At best, it's an engineering work around for analog radio.

At
worst, HD gives false hope that listeners will actually float radio
owners by buying the expensive equipment to receive a digital signal
with precious little content attached.

This is nuts.

Steve
Jobs wouldn't expect his customers to buy an iPod without offering a
vast music library to make the device a worthy investment.

By
the way, a competitor of Apple, Spiral Frog, just launched its run at
iTunes that must be directly out of the pages of the HD playbook:
Spiral Frog's music is free, but you can't share it. You have to wait
90 seconds for the first download. Have to sign-up and re-sign up
monthly. It only works on Windows. Can't be heard on an iPod and, oh,
did I mention that only one of the big four labels is contributing
music to that pig -- I mean frog.

Another pig you can't put lipstick on is consolidation, but I don't want to squeal too much about that here.

HD on QVC.

Can you imagine how pissed buyers are going to be.

I'm going to turn QVC on and have a few laughs.  (If I'm a lawyer, I'm recording it).

But it's really not a laughing matter.

It's
painful to see a once proud industry acting like it's selling snake
oil. That's my opinion.
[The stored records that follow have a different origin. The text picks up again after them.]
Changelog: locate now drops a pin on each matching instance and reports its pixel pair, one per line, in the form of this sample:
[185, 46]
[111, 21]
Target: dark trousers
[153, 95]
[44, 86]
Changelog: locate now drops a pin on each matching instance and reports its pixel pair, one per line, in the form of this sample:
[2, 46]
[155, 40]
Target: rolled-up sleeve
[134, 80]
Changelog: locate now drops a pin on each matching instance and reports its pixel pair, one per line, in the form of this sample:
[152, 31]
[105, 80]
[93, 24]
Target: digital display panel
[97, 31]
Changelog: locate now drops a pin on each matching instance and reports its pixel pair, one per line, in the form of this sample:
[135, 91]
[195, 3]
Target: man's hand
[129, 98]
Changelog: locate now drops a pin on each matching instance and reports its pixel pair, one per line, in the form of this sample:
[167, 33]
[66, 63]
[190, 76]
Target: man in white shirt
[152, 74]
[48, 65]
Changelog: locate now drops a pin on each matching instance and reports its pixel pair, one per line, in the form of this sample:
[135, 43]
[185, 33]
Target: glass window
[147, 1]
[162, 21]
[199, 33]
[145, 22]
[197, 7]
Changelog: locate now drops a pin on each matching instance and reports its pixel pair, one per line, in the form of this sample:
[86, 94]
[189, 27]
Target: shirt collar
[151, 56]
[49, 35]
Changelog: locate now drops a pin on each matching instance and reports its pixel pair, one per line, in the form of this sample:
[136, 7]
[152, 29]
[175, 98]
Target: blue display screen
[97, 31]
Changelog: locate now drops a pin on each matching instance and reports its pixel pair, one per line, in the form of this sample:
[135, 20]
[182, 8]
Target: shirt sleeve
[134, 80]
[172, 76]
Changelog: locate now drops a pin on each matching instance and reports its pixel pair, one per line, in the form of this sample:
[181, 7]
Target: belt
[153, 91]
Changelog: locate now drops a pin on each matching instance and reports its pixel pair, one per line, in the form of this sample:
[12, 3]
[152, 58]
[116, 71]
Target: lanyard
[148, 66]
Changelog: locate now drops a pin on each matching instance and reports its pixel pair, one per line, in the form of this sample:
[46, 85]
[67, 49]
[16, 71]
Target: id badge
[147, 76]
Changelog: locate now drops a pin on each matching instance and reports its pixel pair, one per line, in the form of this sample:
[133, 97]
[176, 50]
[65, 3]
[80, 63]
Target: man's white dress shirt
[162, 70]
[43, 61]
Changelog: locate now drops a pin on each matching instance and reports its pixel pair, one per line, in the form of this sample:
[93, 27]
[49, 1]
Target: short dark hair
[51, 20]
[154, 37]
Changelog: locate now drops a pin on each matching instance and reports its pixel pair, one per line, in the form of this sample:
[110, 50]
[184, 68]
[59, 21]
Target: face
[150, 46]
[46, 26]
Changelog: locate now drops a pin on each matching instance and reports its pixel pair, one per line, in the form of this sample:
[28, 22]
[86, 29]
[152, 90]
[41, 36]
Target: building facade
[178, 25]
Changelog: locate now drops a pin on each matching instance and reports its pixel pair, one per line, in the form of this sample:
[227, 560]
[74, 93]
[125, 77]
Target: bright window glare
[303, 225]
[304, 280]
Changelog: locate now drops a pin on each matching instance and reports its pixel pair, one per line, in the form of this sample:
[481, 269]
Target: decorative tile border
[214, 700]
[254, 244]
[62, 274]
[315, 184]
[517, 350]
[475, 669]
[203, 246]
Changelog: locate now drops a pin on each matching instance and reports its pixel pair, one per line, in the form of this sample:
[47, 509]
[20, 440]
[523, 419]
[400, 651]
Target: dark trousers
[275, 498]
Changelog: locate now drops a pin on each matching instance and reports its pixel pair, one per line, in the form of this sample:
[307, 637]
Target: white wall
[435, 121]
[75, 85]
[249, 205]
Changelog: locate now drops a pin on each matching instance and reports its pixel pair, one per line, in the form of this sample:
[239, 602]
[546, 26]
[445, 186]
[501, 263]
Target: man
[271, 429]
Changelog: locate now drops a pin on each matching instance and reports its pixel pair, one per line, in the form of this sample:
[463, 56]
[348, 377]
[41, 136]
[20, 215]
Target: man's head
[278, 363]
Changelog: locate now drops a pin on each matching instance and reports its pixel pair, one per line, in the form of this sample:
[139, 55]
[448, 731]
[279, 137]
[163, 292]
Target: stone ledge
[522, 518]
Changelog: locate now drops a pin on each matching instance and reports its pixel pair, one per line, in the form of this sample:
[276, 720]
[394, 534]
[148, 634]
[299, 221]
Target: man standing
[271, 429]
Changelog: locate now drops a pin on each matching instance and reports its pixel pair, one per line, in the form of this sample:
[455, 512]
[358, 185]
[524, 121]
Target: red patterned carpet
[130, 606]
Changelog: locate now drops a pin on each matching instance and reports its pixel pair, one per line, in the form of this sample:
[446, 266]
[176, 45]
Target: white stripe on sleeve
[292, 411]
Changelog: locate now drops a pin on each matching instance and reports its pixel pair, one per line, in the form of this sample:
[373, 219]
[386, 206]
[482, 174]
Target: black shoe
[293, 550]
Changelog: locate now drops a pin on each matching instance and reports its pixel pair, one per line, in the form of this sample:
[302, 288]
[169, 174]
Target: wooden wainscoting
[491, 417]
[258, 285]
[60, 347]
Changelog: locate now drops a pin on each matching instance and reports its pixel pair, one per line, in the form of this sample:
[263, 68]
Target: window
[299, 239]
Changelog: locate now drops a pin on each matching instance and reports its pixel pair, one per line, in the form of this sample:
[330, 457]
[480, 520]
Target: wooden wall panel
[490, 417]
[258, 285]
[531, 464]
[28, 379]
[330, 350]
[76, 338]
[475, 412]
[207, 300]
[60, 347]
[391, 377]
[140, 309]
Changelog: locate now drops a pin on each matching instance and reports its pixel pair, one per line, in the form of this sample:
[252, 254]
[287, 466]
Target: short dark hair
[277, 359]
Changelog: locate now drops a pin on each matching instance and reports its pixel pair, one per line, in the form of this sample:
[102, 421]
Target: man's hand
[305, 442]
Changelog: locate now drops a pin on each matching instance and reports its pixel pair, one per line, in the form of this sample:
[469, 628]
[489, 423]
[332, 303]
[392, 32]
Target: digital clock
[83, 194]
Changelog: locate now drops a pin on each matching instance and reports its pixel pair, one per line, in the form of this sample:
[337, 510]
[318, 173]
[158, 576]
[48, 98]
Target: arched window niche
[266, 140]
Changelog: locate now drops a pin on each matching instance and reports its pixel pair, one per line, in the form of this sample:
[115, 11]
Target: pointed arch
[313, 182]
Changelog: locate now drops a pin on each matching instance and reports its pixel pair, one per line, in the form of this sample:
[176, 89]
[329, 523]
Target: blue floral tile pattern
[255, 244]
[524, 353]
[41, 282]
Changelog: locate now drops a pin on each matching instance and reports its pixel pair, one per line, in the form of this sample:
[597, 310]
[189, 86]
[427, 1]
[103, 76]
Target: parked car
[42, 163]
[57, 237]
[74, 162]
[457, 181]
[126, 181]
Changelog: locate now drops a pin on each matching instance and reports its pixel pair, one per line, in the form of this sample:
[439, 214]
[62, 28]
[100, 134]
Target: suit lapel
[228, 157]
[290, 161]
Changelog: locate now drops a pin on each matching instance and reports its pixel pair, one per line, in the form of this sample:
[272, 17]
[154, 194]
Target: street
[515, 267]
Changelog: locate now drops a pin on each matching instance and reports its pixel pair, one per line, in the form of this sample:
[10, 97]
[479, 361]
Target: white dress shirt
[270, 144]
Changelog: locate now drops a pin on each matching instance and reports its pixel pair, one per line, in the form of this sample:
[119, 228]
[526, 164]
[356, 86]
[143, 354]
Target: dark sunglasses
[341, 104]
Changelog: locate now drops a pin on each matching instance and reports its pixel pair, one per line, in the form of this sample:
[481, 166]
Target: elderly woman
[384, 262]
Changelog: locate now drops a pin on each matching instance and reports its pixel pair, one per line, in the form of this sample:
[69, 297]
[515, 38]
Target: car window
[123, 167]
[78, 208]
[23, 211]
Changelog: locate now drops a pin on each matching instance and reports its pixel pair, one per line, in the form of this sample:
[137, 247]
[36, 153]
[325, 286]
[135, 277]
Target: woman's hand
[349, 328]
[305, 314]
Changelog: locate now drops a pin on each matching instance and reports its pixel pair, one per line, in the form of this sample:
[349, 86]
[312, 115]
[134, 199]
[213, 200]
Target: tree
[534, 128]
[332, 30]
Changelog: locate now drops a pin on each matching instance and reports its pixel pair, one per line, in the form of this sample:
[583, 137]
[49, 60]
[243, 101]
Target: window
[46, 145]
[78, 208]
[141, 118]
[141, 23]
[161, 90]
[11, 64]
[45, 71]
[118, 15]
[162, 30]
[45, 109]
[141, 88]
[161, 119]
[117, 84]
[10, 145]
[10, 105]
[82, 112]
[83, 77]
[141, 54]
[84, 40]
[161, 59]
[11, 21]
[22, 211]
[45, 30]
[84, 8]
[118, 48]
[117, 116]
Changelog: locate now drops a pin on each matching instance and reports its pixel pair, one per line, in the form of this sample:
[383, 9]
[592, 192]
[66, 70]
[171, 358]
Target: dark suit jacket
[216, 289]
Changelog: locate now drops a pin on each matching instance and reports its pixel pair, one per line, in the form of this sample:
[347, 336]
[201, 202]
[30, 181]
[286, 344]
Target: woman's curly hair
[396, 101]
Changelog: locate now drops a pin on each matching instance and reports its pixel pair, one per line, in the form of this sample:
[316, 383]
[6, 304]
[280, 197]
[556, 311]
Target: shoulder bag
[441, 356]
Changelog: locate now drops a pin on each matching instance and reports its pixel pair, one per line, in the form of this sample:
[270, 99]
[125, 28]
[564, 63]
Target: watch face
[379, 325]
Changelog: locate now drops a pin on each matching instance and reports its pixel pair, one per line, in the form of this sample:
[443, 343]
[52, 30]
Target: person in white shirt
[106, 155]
Others have different points of view.

If
I'm running a terrestrial radio company right now, I'm hiring the best
and brightest programmers (even if I have to get them out of retirement
or steal them from unappreciative consolidators) and I'm telling them
they have carte blanche to program to the available Gen X and baby
boomer audience. Not Gen Y!

I'm then investing heavily in
Internet streaming and technologies and hiring the youngest, smartest
and most skateboard proficient young people to help me build
programming for where the next generation lives.

Wait.

I've just described CBS.

I
don't know where CBS Radio President Dan Mason stands on HD today -- he
was a big booster before he took his present job. May still be. But
he's sure performing like a Renaissance man now and HD has nothing to
do with the current CBS turnaround.

This is my way of saying to my radio brethren -- it's time to move on -- beyond HD radio.